Given the dull polarities he has to work with, Elba makes a dedicated fist of Mandela: his attempt at that froggy, distinctively deliberate phrasing is detailed but not coldly academic, and he conjures something approximating the older Mandela”s weary-defiant posture, even when burdened with the phoniest variety of Play-Doh old-age prosthetics. But dedication can”t overcome miscasting, and Elba, besides looking only marginally more like Mandela than I do, is too bullish a screen presence to evoke Mandela”s quieter physicality or wiry fortitude. He”s not a man you”d ever underestimate, which puts the wrong accent on late scenes where a close-to-release Mandela barters for racial equality with apartheid”s last, sweaty-faced guardians.

Considerably more electric is Naomie Harris, a canny choice to play Mandela”s endlessly interesting second wife Winnie – whose arc from idealistic social worker to destructively radical firebrand, taking out her political impatience on her own people and baldly confronting her estranged husband”s values in the process – is more frankly and commendably covered in the film than it might have been. (It”s certainly an improvement on the absurdly rose-tinted Jennifer Hudson vehicle “Winnie,” on levels of both characterization and performance.)

Harris, too, must contend with the script”s unfortunate short cuts. Following her own arrest by the authorities in 1969, an 18-month period in solitary confinement – staged with gaudy horror-movie angles and sound design – is enough to trigger a day-night transformation from starry-eyed ally to wild-eyed vigilante. There”s more to Winnie on both sides of that coin, of course, but the slink-and-steel physicality of Harris” performance locates some of the connective tissue missing in the writing. She”s whole and human enough for the dissolution of the Mandelas” marriage, telegraphed a good 30 years in advance, to carry a genuine tang of sadness.

Ultimately, though, the character most shortchanged in “Mandela” is South Africa itself, as the film”s trudge through its subject”s life and work reduces the country”s own feverishly long walk to freedom, via several stages of terrifying disorder and difficult counter-movements, to bland bullet points. (Local culture is sidelined too, as it”s the voice of Bono that sings us out in the closing credits.) Chadwick and Nicholson pay lip service to the Sharpeville massacre and the 1976 Soweto riots, for example, without paying much attention to how they swelled or shifted national feeling – in camps both black and white. The country”s post-democratic scars are similarly brushed aside: Mandela”s personal liberation is the narrative endgame here, but the man himself would admit (as he does in his autobiography) that it was a small step towards mending a ruinously segregated nation.
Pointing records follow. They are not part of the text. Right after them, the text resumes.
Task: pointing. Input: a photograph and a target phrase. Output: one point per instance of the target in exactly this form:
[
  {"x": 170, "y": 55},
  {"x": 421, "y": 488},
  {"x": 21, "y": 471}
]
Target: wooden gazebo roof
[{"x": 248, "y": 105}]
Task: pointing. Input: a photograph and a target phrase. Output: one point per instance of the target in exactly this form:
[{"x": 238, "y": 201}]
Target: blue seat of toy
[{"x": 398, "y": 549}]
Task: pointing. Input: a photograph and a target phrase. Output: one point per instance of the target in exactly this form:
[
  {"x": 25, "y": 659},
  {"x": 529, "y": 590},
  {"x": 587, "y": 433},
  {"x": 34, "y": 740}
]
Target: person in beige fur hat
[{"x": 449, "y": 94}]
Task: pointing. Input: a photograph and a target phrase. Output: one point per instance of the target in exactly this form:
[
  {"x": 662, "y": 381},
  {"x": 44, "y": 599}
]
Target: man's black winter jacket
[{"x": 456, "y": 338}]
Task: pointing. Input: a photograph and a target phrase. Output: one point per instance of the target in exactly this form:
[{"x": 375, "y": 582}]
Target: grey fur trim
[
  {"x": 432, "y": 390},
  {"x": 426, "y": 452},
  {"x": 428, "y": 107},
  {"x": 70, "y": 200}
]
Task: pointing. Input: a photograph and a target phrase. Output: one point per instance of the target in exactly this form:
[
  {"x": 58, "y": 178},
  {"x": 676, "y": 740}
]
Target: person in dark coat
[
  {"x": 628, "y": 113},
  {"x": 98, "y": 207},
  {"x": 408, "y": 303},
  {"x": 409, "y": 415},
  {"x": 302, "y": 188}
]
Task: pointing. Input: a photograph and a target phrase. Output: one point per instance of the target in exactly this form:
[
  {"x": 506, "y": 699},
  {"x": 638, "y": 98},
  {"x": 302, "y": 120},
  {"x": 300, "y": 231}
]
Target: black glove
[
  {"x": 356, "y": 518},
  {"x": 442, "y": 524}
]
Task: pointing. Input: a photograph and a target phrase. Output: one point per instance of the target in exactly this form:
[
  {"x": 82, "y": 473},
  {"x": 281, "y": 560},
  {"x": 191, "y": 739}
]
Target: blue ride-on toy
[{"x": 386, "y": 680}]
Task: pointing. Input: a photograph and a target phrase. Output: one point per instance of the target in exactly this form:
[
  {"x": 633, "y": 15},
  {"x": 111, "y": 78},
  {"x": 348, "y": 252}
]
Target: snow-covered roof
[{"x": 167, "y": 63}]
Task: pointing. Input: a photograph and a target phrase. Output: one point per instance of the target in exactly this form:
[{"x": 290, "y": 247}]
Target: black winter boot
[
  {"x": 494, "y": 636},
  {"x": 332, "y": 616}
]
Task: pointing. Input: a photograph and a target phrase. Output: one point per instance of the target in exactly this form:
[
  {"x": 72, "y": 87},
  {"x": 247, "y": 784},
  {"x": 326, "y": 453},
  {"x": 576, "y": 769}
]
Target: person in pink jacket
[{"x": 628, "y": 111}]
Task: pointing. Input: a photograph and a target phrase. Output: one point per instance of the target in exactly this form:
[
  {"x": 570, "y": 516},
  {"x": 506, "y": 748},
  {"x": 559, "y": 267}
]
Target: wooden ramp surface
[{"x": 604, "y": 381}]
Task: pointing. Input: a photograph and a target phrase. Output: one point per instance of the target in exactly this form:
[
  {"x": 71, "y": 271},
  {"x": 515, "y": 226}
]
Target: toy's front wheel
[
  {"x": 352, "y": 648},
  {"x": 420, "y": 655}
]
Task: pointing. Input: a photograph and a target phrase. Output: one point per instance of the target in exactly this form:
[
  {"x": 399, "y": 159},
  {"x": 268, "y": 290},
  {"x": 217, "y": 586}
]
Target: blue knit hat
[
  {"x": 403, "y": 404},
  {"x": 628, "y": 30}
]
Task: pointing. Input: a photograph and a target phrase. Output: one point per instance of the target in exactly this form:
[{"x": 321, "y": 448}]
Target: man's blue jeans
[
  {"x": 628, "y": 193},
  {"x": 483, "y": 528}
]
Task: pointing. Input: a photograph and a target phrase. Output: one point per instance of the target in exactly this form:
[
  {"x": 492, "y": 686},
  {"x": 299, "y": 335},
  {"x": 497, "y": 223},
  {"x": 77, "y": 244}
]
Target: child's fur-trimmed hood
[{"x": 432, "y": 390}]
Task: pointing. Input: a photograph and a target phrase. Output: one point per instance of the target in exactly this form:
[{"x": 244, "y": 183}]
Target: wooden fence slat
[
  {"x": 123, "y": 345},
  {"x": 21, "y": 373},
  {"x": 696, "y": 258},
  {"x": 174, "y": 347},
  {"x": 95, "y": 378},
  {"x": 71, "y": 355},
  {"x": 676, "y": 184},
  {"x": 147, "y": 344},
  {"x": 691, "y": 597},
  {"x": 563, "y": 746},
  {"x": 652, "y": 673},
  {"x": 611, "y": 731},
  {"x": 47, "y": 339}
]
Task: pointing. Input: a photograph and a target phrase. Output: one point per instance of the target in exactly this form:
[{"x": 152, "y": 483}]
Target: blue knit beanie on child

Alex Heffes” heavily ennobling, John Williams-style score surges loudly enough in the closing beats to drown out any thoughts of South Africa”s present-day problems – from its venal Jacob Zuma administration to its sharpening social inequalities to the ominously declining health of the 95-year-old Mandela himself – in favour of one-note triumph. Lens flares at the ready, the camera lingers on the blush-colored sunset over the rolling Transkei hills of Mandela”s youth, bookending the similarly iridescent opening scenes of his boyhood. In those, Chadwick uses alluring tribal music and mystically saturated reds to exoticise an unspecified coming-of-age ritual that informed viewers will know is painful adolescent circumcision – typical of a well-meaning film that has its facts more or less straight, but misses any amount of life at the edges.